Second, end-to-end methods have poor interpretability. When the model outputs a counterfactual, it's hard to understand how it ensures constraint satisfaction, and debugging/correction is difficult when problems arise.

In contrast, PACE's explicit symbolic layer provides full controllability and auditability. Constraints exist as declarative rules that can be reviewed, modified, and verified by human experts. This transparency is crucial for high-risk applications like healthcare and finance.

Analysis of Practical Application Scenarios

The PACE framework is particularly suitable for scenarios where decisions need to be explained to non-technical users. Take medical diagnosis as an example: when AI suggests to a patient, "If BMI is reduced by 5 points and blood pressure is controlled below 120, the disease risk will drop to low risk", doctors need to judge if this suggestion is realistic and feasible. The symbolic layer can encode medical knowledge to ensure counterfactual suggestions do not violate physiological common sense or medical ethics.

In finance, PACE can help credit institutions generate explanations that are both regulatory-compliant and useful to customers. The symbolic layer ensures counterfactual suggestions do not involve discriminatory features while maintaining actionability—customers can indeed achieve goals through practical actions like working hard or repaying debts.
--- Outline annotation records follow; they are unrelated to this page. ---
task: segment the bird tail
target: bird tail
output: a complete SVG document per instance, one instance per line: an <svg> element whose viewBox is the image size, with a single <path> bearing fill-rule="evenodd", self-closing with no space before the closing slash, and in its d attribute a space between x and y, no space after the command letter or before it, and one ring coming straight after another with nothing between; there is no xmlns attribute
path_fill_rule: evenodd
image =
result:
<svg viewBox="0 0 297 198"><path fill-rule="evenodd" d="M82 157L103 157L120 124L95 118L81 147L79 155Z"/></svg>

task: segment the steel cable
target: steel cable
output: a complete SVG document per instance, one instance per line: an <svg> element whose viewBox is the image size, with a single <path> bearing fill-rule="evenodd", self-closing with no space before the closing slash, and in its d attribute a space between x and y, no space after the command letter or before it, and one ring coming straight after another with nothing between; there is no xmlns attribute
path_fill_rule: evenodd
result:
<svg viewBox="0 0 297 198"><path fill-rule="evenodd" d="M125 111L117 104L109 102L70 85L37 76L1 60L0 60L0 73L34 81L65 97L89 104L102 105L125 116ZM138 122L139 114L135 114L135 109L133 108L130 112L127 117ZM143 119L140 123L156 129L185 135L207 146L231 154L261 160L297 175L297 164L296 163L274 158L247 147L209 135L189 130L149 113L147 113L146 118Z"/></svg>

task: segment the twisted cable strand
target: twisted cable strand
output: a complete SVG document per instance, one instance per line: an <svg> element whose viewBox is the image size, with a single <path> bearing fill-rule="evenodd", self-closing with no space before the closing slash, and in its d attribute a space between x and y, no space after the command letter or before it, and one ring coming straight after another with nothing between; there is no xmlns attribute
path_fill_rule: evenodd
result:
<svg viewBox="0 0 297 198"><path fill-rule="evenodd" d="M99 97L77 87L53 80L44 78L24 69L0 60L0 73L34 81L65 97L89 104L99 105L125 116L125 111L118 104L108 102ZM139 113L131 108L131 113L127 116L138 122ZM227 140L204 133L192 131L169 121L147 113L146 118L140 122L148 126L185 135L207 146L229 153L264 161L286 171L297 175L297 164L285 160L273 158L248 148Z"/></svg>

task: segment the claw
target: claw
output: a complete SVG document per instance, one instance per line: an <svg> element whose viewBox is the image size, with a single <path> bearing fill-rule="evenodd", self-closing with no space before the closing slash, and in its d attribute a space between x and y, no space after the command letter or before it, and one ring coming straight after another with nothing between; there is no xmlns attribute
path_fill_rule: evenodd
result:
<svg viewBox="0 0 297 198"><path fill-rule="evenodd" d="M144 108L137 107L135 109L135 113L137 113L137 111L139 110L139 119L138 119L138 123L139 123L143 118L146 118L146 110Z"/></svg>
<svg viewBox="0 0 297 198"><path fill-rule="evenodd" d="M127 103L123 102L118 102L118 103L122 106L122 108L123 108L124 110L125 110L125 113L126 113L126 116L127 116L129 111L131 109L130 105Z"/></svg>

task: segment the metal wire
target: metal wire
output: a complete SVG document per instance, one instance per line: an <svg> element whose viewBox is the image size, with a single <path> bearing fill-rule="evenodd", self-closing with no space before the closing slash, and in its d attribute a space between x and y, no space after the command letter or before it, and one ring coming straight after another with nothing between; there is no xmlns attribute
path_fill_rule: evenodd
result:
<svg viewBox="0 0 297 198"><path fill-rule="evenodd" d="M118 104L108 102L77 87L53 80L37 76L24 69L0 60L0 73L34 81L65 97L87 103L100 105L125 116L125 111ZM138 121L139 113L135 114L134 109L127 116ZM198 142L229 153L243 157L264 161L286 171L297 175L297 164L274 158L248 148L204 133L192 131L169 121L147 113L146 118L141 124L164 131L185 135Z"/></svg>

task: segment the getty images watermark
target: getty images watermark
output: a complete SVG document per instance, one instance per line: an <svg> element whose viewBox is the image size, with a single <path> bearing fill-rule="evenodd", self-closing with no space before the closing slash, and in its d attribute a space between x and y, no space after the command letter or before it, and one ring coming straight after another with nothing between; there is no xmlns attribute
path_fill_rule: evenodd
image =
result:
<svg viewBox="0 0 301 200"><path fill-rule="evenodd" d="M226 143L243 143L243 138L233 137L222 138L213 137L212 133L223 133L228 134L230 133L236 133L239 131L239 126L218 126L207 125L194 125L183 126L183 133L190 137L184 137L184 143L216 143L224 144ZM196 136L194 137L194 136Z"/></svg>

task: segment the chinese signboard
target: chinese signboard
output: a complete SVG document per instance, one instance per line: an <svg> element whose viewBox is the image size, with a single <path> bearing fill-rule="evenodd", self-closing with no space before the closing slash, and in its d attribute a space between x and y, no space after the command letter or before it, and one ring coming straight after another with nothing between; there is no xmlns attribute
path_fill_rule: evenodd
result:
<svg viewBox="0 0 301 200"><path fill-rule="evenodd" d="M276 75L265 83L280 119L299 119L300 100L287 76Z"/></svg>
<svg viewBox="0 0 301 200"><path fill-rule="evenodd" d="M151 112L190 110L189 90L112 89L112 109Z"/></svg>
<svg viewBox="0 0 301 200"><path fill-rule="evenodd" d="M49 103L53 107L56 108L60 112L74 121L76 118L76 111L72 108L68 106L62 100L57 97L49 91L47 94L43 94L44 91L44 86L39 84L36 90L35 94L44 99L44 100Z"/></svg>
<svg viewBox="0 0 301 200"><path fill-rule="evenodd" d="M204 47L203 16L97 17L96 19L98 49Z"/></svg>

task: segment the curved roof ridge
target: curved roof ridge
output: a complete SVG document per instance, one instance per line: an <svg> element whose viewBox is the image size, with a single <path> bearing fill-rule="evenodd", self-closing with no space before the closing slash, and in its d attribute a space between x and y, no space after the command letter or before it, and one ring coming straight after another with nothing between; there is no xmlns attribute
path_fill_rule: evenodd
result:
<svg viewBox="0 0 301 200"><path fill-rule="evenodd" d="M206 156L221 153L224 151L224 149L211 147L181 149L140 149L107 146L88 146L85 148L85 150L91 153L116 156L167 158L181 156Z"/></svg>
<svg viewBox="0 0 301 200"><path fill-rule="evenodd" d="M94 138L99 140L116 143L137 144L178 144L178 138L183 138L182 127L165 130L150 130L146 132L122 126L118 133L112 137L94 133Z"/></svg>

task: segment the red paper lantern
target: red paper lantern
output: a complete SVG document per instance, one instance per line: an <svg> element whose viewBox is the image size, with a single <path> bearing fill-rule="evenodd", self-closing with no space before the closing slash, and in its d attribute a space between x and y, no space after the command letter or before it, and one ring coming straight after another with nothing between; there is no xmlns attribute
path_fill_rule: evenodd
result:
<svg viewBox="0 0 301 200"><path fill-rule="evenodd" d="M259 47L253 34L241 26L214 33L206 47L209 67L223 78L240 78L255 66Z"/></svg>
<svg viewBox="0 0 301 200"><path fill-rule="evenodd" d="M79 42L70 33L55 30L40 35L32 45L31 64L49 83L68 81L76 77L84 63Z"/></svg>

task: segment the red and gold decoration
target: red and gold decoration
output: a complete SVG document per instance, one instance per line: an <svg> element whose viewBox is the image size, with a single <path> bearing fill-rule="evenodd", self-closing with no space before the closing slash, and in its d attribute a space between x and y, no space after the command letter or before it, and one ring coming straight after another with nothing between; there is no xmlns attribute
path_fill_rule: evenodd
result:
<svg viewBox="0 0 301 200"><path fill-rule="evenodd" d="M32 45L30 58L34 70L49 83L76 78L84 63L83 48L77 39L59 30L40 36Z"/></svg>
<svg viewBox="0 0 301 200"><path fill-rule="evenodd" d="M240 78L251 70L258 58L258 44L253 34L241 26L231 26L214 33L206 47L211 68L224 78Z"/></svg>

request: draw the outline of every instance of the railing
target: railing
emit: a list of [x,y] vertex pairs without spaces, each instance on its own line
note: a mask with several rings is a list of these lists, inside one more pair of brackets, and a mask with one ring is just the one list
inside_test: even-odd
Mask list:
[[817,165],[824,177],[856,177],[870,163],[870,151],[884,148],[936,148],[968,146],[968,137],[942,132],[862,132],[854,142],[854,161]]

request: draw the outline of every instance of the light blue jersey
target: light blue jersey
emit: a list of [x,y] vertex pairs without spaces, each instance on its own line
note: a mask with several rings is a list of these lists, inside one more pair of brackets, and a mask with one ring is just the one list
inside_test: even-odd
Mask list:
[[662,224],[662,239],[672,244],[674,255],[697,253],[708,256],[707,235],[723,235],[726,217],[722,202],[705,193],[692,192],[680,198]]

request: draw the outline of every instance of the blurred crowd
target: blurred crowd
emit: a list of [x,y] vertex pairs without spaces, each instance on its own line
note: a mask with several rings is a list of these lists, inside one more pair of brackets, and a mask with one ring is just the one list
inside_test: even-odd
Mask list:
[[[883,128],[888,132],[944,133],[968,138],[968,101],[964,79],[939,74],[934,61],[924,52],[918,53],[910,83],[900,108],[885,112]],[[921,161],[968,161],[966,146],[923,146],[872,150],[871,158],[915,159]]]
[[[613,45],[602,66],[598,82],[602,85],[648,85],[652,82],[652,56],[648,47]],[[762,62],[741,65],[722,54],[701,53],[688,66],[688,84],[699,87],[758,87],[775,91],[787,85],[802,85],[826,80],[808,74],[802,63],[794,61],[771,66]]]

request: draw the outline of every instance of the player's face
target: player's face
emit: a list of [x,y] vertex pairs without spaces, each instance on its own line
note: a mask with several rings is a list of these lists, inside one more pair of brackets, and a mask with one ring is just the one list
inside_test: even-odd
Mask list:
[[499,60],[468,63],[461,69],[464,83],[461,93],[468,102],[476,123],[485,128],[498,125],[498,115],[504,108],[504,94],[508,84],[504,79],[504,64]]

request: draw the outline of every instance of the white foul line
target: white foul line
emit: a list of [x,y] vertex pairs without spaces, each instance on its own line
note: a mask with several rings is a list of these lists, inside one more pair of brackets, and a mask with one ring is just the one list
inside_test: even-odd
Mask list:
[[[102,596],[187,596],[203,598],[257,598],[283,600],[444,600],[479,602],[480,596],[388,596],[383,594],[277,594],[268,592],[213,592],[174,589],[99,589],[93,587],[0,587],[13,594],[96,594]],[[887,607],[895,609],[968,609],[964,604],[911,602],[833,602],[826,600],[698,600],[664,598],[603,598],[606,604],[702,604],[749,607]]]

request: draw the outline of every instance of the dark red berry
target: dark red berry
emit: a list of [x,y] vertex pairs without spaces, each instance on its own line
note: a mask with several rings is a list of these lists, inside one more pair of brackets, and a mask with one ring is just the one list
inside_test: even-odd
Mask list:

Limitations and Future Directions

Although the PACE framework is theoretically attractive, it faces challenges in practical deployment. The main bottleneck is the cost of acquiring symbolic constraints—domain experts need to manually write rules, which can be expensive in knowledge-intensive fields. Future research may explore automatically learning constraints from data or combining large language model knowledge to assist constraint generation.

Another direction is extending PACE to more complex modalities, such as counterfactual explanations for images and text. For images, symbolic constraints may involve physical plausibility (e.g., lighting consistency, object support relationships); for text, constraints may involve grammatical correctness and semantic coherence.

Conclusion

The PACE framework represents an important attempt of neuro-symbolic AI in the field of interpretability. It reminds us that deep learning is not omnipotent—traditional symbolic methods still have irreplaceable value in scenarios requiring strict logical guarantees. By organically combining the two, PACE provides a feasible path for building more trustworthy and practical AI systems.